Another issue we faced in dealing with our SAS 70 audit was log management.  Every system admin deals with this issue, we just ignore it most times.  You have all sorts of information stored in log files on all your various servers.  If you were going to review them regularly, you would probably be doing that just about all day every day if you have more than a handful of servers.  Specifically for SAS 70, we needed to have processes to review things like access logs, backup logs, etc from all of our systems on a regular basis, as well as document this review process so that we could prove someone was actually reviewing the logs.

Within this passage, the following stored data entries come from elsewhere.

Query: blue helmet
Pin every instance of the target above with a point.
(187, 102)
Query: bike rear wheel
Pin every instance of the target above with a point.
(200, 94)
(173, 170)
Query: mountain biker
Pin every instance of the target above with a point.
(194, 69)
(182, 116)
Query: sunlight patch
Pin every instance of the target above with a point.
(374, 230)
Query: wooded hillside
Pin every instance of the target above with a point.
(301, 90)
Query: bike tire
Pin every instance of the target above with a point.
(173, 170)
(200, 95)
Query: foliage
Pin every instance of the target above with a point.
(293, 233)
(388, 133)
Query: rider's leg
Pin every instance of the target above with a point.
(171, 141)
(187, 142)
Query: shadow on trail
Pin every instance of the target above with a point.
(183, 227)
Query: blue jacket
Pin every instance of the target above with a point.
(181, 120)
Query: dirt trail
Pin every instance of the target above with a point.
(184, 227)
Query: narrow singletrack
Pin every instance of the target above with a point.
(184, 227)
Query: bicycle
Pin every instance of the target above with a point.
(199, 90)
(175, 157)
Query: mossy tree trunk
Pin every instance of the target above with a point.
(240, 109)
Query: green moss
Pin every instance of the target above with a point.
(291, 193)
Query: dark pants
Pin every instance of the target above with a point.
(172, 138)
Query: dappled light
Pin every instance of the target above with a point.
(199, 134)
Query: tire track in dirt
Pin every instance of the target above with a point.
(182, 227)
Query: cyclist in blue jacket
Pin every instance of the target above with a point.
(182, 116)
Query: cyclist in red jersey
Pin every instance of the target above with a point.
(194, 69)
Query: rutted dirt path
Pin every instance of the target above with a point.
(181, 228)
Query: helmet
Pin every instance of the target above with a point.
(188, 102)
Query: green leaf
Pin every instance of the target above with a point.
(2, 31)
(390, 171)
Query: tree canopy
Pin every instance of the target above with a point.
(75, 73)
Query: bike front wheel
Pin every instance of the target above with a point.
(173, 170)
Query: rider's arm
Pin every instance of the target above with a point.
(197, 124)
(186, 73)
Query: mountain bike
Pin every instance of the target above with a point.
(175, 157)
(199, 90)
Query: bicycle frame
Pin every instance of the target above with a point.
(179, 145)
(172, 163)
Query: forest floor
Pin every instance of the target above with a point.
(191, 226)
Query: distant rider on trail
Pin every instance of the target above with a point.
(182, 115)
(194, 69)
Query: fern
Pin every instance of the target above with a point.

There are several companies out there with pretty good products in this area, a google search for log management will turn up several results such as LogLogic, EventLogManagement, and Splunk among others.  We looked into several of these, but in our opinion, the best value for our money definitely seemed to be with Splunk.  Basically, with Splunk, you set all your servers to send their log information to a main splunk server (or several distributed ones) by either having syslog or similar services forward the data or installing the basic splunk server on the server itself and configuring it to just forward the data to the main splunk server.

Once all your log data is in the main splunk server, you can simply “search” the logs just like a google search.  If you have everything configured to extract the correct fields you could do a search like user=jsmith to see everything that John Smith has been doing.  What servers has he logged into and accessed.  One very good report that this can produce is when an employee is terminated.  You can see what they access just before they were termined and what, if anything they accessed after they were terminated.  Obviously, the after termination list should be empty.  But that’s just one advantage.

We are still pretty early in our setup and still working on some of the field extraction and report generation, so I’ll likely have some better examples and praises for splunk in the near future.  For now, I’m interested in hearing how other small businesses are handling this issue.  Anyone willing to share?